Background: Colorectal cancer has the second highest mortality of any malignancy, and venous thromboembolism is a major postoperative complication.
Objective: This study aimed to determine the variation in incidence of venous thromboembolism after colorectal cancer resection.
Data sources: Following PRISMA and MOOSE guidelines (PROSPERO, ID: CRD42019148828), Medline and Embase databases were searched from database inception to August 2019 including 3 other registered medical databases.
Study selection: Two blinded reviewers screened studies with a third reviewer adjudicating any discordance. Eligibility criteria: Patients post colorectal cancer resection aged ≥18 years. Exclusion criteria: Patients undergoing completely endoscopic surgery and those without cancer resection. Selected studies were randomized controlled trials and population-based database/registry cohorts.
Main outcome measures: Thirty- and 90-day incidence rates of venous thromboembolism per 1000 person-years following colorectal cancer surgery.
Results: Of 6441 studies retrieved, 28 met inclusion criteria. Eighteen were available for meta-analysis reporting on 539,390 patients. Pooled 30- and 90-day incidence rates of venous thromboembolism following resection were 195 (95% CI, 148-256, I2 99.1%) and 91 (95% CI, 56-146, I2 99.2%) per 1000 person-years. When separated by United Nations Geoscheme Areas, differences in the incidence of postoperative venous thromboembolism were observed with 30- and 90-day pooled rates per 1000 person-years of 284 (95% CI, 238-339) and 121 (95% CI, 82-179) in the Americas and 71 (95% CI, 60-84) and 57 (95% CI, 47-69) in Europe.

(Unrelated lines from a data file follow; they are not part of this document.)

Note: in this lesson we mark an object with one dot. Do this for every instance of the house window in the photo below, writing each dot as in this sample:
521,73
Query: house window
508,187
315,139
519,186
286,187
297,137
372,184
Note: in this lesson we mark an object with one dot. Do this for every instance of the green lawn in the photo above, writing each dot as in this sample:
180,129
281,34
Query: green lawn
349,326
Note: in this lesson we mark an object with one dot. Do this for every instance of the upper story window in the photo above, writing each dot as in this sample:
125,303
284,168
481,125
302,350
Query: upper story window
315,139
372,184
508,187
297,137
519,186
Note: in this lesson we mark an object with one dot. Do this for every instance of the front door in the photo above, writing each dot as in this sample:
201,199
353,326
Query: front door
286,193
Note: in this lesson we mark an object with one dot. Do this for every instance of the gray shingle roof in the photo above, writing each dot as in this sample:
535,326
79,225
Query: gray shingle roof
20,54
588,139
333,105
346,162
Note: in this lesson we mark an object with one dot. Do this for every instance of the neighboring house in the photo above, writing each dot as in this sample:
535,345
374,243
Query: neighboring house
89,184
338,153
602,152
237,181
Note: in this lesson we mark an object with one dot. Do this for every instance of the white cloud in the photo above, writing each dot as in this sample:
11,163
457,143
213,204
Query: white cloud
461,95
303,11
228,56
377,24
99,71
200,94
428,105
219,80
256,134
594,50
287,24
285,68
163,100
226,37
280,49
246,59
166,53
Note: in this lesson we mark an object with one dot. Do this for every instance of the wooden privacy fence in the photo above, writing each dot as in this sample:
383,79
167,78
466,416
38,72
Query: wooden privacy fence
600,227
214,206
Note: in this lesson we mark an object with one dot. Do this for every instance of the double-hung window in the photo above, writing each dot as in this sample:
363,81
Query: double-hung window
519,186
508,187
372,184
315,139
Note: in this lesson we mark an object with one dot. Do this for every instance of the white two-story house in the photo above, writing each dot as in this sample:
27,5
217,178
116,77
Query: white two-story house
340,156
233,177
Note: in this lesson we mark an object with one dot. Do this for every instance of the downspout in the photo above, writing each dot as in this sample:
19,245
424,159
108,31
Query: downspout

Limitations: A high degree of heterogeneity was observed within meta-analyses attributable to large cohorts minimizing within-study variance.
Conclusion: The incidence of venous thromboembolism following colorectal cancer resection is high and remains so more than 1 month after surgery. There is clear disparity between the incidence of venous thromboembolism after colorectal cancer surgery by global region. More robust population studies are required to further investigate these geographical differences to determine valid regional incidence rates of venous thromboembolism following colorectal cancer resection.